>Sony CEO Ken Kutaragi inviting SEGA to become 3rd party after Saturn bombs:
>“To launch a new console, you really need 50-60 billion yen at the least. You have to sell those first million units. If your costs are 30,000 yen per unit, then that comes to 30 billion yen for 1 million units. And you have to design the hardware and create the electronics, make the molds and do the tooling, and this will soon use about 10 billion yen. And then you have to create the games and do advertising. You need about 500-600 people. Without all this, you can’t launch a home console. You can’t do it little by little. You really have to go all in.
>Sony had annual sales of 3 trillion yen. They made their own CD-ROM drives. They had their own semiconductor factories. Once when I was talking with Ken Kutaragi [the creator of the PlayStation], he said “Hideki-chan”—he refers to me using the “chan” diminutive—“Hideki-chan, there’s no way you can beat me. Where are you buying your processors? From Hitachi. From Yamaha. What about your CD-ROM drives? You’re buying everything. By buying from Hitachi, Hitachi is profiting. You can’t make anything yourselves. We can make everything ourselves, including custom parts. We have our own factories.” Near Nakashinden, they had a huge factory where they made audio equipment that they were using for the PlayStation. Their cost structure was completely different.
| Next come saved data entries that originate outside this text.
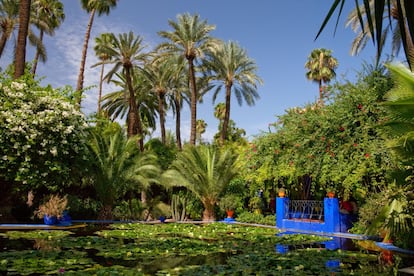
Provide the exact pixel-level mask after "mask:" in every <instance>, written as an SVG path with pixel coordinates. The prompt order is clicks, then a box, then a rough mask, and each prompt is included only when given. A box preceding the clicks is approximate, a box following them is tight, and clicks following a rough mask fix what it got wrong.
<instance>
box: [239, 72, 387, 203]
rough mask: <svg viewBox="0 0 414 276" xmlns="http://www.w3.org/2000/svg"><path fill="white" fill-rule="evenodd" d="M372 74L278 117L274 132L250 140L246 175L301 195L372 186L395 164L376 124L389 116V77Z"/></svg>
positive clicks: (339, 88)
mask: <svg viewBox="0 0 414 276" xmlns="http://www.w3.org/2000/svg"><path fill="white" fill-rule="evenodd" d="M374 73H375V74H373V75H371V77H372V78H375V79H376V81H375V82H369V81H368V80H367V79H366V78H367V77H364V78H361V80H359V81H358V82H357V83H356V84H352V83H350V82H348V83H345V84H337V85H335V86H333V87H331V90H332V91H333V94H334V96H333V98H332V99H331V101H330V102H328V103H327V104H326V105H324V106H320V105H317V104H308V105H305V106H303V107H297V108H292V109H289V110H287V111H286V113H285V114H284V115H282V116H279V117H278V121H277V122H276V123H274V124H273V126H274V131H270V132H268V133H263V134H262V135H260V136H258V137H257V138H256V139H255V140H254V141H253V143H254V144H255V149H256V150H255V151H254V152H253V151H252V150H251V149H250V159H249V161H250V162H248V164H247V168H246V170H248V171H249V173H248V174H247V175H246V178H248V179H249V180H250V181H253V182H264V181H266V180H268V181H269V180H271V181H273V182H274V183H278V184H282V185H284V186H286V188H289V191H290V193H291V195H292V194H293V193H295V192H296V196H297V197H302V198H307V197H309V196H310V195H311V196H312V197H315V196H316V197H322V196H324V195H325V193H326V190H328V189H334V190H336V192H337V194H338V195H339V196H344V197H347V196H349V195H350V194H354V195H356V194H358V196H360V197H365V195H366V194H367V193H369V192H370V191H373V190H375V187H376V185H377V183H379V182H382V181H385V179H386V176H387V172H388V171H390V169H391V168H392V166H394V165H395V164H394V160H392V157H391V155H390V152H389V149H387V148H386V146H385V139H384V138H383V137H382V134H381V131H380V130H381V129H380V127H379V125H380V123H381V122H382V121H384V120H386V118H387V116H386V113H385V110H384V108H383V107H382V106H381V104H380V102H381V101H382V97H383V95H384V93H385V92H386V91H387V90H388V89H389V87H390V85H389V79H388V78H387V77H385V76H382V77H381V76H379V75H378V74H376V72H374ZM372 84H374V85H372ZM253 166H255V168H253Z"/></svg>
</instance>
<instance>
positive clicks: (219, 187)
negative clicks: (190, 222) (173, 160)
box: [162, 145, 238, 221]
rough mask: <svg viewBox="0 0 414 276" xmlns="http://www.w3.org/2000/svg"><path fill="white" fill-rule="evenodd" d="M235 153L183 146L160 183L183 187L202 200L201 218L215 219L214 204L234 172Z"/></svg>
mask: <svg viewBox="0 0 414 276" xmlns="http://www.w3.org/2000/svg"><path fill="white" fill-rule="evenodd" d="M237 156H238V155H237V154H236V153H234V152H233V151H232V150H231V149H225V150H221V149H220V148H218V147H214V146H211V145H199V146H191V145H190V146H187V147H185V148H184V149H183V151H181V152H180V153H178V155H177V159H176V160H174V161H173V163H172V164H171V169H170V170H167V171H166V172H165V173H164V174H163V177H162V178H163V181H162V182H163V183H168V185H172V186H184V187H186V188H187V189H188V190H190V191H191V192H192V193H193V194H194V196H196V197H197V198H199V199H200V200H201V202H202V203H203V205H204V211H203V220H204V221H211V220H215V213H214V207H215V205H216V204H217V202H218V200H219V196H220V194H221V193H222V192H223V191H224V189H225V188H226V187H227V186H228V185H229V183H230V181H231V180H232V179H233V178H234V177H235V176H236V175H237V174H238V167H237V166H236V160H237ZM166 185H167V184H166Z"/></svg>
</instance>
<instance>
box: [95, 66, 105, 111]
mask: <svg viewBox="0 0 414 276" xmlns="http://www.w3.org/2000/svg"><path fill="white" fill-rule="evenodd" d="M104 68H105V63H102V67H101V75H100V76H99V91H98V93H99V94H98V112H97V113H98V116H99V115H101V101H102V84H103V73H104Z"/></svg>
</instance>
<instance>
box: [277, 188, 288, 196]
mask: <svg viewBox="0 0 414 276" xmlns="http://www.w3.org/2000/svg"><path fill="white" fill-rule="evenodd" d="M285 195H286V190H285V188H280V189H279V191H278V196H279V197H285Z"/></svg>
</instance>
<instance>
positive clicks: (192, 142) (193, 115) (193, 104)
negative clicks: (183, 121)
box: [188, 59, 198, 145]
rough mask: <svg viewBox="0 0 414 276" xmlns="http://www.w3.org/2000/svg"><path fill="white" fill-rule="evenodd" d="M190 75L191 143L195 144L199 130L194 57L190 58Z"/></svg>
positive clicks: (189, 63)
mask: <svg viewBox="0 0 414 276" xmlns="http://www.w3.org/2000/svg"><path fill="white" fill-rule="evenodd" d="M188 66H189V70H188V73H189V77H190V89H191V104H190V107H191V133H190V145H195V141H196V132H197V100H198V96H197V88H196V83H195V73H194V64H193V59H188Z"/></svg>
>“That’s the way it is, Hideki-chan,” Kutaragi told me. “So quit the hardware business. Why not just do software? We’ll give you favorable treatment.” He wanted us to go third party. We had been going for so long in the hardware business, for better or worse, and to go third party now? We had been half-heartedly successful in America once, and this made it impossible to quit the hardware business. Maybe if the Mega Drive, the Genesis, had been a failure, things would have been different. But we had a strange taste of success.